The film adaption of Ten Thousand Saints, a novel by IC associate professor of writing Eleanor Henderson, will open in select cities on Friday, August 14, with a wider release the following week. 

ICView talked with Henderson about what it was like to watch the characters she spent 10 years creating come to life on the big screen.

The book was adapted into a film by director and screenwriter duo Shari Springer Berman and Robert Pulcini starring Ethan Hawke, Hailee Steinfeld, and Asa Butterfield.

Readers wondering if the film adaptation did Ten Thousand Saints justice can rest easy.
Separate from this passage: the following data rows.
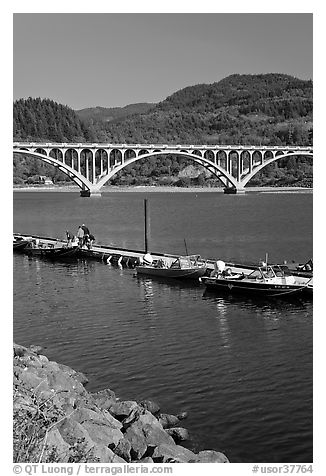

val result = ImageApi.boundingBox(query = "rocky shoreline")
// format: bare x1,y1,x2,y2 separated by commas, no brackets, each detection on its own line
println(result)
13,344,229,463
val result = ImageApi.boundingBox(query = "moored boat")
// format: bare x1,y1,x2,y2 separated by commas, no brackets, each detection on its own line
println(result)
136,255,207,279
201,265,312,297
13,235,31,252
24,239,80,259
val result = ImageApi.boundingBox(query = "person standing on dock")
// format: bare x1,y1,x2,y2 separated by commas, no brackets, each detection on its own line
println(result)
77,225,84,247
81,223,90,245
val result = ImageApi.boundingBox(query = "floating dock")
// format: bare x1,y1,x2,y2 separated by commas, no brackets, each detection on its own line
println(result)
14,233,255,273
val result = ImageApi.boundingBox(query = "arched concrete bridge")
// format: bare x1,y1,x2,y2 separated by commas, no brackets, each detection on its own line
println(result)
13,142,313,196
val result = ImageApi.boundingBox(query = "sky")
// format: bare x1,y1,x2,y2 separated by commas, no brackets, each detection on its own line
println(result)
13,13,313,110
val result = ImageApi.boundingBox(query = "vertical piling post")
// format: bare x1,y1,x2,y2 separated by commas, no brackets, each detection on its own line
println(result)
144,198,151,253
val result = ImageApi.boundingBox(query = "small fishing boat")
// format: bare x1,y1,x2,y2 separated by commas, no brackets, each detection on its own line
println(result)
136,255,207,279
13,236,31,252
24,239,80,259
200,265,312,296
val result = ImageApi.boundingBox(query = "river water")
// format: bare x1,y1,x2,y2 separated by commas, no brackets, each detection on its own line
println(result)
13,192,313,463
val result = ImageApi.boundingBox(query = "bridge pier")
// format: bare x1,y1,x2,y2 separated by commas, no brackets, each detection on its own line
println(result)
224,187,246,195
80,190,102,197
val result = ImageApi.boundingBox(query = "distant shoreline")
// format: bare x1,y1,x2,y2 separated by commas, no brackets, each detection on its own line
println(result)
13,185,313,193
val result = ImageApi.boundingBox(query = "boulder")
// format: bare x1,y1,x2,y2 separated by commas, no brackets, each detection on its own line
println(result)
39,428,70,463
152,444,196,463
194,450,230,463
47,369,86,395
124,422,147,460
14,344,27,357
158,413,179,428
81,421,123,446
56,418,94,452
109,400,138,420
19,368,49,391
139,400,160,415
58,364,88,385
114,437,131,463
71,408,122,430
89,388,117,410
177,412,188,420
28,344,44,355
142,424,175,448
90,445,126,463
165,428,189,443
122,406,142,429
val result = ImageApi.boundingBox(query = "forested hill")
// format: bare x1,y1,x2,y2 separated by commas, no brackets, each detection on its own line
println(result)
14,74,312,145
13,73,313,188
99,74,312,145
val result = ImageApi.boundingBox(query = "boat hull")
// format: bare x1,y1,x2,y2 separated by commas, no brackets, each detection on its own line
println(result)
136,266,206,279
202,278,312,297
13,240,29,252
24,247,79,260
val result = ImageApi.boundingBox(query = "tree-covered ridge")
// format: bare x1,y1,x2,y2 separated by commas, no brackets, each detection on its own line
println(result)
14,73,313,185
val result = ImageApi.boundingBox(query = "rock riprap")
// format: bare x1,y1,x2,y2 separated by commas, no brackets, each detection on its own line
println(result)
13,344,229,463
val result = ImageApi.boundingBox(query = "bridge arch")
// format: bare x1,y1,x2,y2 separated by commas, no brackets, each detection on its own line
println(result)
241,151,313,187
97,151,237,189
13,149,90,190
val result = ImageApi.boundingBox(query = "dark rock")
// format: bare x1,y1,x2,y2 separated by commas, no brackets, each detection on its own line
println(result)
158,413,179,428
124,422,147,460
110,400,138,420
14,344,27,357
122,406,141,429
58,364,88,385
91,445,126,463
137,456,154,463
152,444,196,463
71,408,122,430
81,421,123,446
39,428,70,463
177,412,188,420
194,450,230,463
165,428,189,443
90,388,117,410
139,400,160,415
142,424,175,448
29,345,43,355
47,369,86,395
56,418,94,452
114,438,131,463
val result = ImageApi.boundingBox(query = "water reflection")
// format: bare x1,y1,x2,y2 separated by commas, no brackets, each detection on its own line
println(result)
203,290,312,319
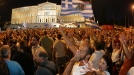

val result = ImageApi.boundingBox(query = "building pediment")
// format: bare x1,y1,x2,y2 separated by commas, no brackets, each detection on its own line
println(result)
38,2,56,6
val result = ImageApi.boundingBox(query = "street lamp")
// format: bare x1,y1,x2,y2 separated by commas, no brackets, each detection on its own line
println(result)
132,5,134,26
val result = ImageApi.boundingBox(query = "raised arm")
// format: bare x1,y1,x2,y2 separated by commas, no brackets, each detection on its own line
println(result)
59,26,78,55
119,34,132,60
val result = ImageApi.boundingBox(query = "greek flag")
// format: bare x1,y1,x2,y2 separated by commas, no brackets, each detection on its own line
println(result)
61,0,94,18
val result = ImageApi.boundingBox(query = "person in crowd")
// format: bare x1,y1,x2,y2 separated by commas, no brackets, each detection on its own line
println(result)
40,31,54,60
1,45,25,75
31,35,42,70
89,42,105,69
119,33,134,75
14,40,34,75
31,35,42,58
34,49,57,75
60,27,92,75
127,67,134,75
0,56,10,75
53,34,67,75
111,34,122,75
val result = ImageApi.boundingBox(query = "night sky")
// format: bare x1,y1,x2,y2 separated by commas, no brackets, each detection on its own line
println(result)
0,0,134,21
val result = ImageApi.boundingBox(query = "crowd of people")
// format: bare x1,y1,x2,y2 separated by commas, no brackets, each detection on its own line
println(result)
0,26,134,75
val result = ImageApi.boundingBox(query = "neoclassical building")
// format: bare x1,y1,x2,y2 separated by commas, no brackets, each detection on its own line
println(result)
11,2,91,24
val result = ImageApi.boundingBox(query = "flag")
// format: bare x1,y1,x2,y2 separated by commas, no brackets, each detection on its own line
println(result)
61,0,94,18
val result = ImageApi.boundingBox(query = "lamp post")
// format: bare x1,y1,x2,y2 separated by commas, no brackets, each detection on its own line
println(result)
132,5,134,26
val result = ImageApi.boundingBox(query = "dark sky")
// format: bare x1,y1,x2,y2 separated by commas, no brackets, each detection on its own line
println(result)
0,0,134,21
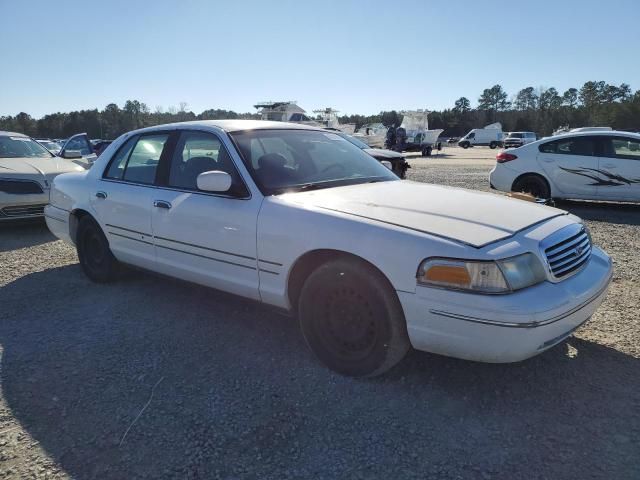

Henderson says the screenplay skillfully condenses her 400-page book about Jude, a teenager whose complicated coming-of-age experience is set amid 1980s New York City straightedge culture.

Watch the movie trailer:


“The emphasis in the movie is more on the family than on the [punk] band, and I think that was a good choice,” Henderson explains. “They changed the plot a fair amount, left out a fair amount, but what’s left is really faithful.”

Henderson was also impressed with the directors’ casting choices for her characters. Teenaged actors Butterfield, Steinfeld, and Avan Jogia play the roles of Jude, Eliza, and Teddy, respectively.

Ethan Hawke plays the part of Jude’s father, Les, a casting selection Henderson, Berman, and Pulcini fantasized about as “a long shot,” years before the film adaptation was a reality. And Emile Hirsch, who looks different from how Henderson imagined the character Johnny, won over the writer with his performance.

Ultimately, Henderson says Berman and Pulcini’s high degree of creative liberty was ideal. “I can’t imagine a more rewarding feeling, as a writer, than to see that your work stayed with somebody so powerfully that they wanted to tell it again in a different medium,” Henderson says. “I’m so incredibly grateful.”

Ten Thousand Saints premiered at the Sundance Film Festival last December. It will be released on August 14 in 25 select theaters throughout the country, including Ithaca’s own Cinemapolis.